"Each night among us to your side Appoint a fresh and virgin bride; Whom if Our Lord at midnight find, Yet neither should be left behind. Where you may lie as chaste in bed, As pearls together billeted."

Marvell remains critical of the Catholic faith and rituals, characterizing the nuns as opportunists who take advantage of young virgins. He writes in stanza 32 of "the disjointed abbess" who "threads / The jingling chain-shot of her beads," adding of the nuns that "their loud'st cannon were their lungs; / And sharpest weapons were their tongues." Marvell employs the extended metaphor of battle throughout the poem, alluding to Fairfax's military career.

Stanzas 36 through 46 focus on the estate flowers with the use of personification: "Then flowers their drowsy eyelids raise, / Their silken ensigns each displays." They salute "their Governor" with "fragrant volleys" and resemble soldiers on parade presenting their colors. Military references continue, as in stanza 33 the speaker compares the gardener to a soldier who cares for his "gentle forts." Marvell writes of the estate meadows in stanzas 47 through 60, noting the tall "unfathomable grass" provides a home to grasshoppers, which he also personifies. The grass he describes as "green spires," suggesting a spiritual connotation. He features the mowers, as he does in his series The Mower Poems, comparing them to "Israelites," "Walking on foot through a green sea," continuing his biblical allusions. He also honors the estate woods in stanzas 61 through 81, with three verses focusing on the river. The speaker emphasizes the human connection with nature, sharing with his listeners in stanza 71:

Thus I, easy philosopher, Among the birds and trees confer: And little now to make me, wants or of the fowls, or of the plants. Give me but wings as they, and I Straight floating on the air shall fly: or turn me but, and you shall see I was but an inverted tree.

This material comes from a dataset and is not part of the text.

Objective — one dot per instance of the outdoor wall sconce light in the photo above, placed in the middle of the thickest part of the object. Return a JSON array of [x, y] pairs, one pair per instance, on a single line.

In his final stanzas Marvell turns to his young pupil, Mary, whom he greatly compliments by noting the importance of her presence to the natural beauties of the estate. She tends the gardens, and he characterizes her as a nymph, a classical nature creature, who gives order to her surroundings. She represents the entire Fairfax line, whose efforts have imbued new life on the estate. The speaker closes by inviting his listeners to go inside the house as the evening approaches.

This poem remains important for its country house connections but is not read as much as are Marvell's lyrics. While critics have occasionally attempted to see the poem as a political statement, the results have not proved convincing.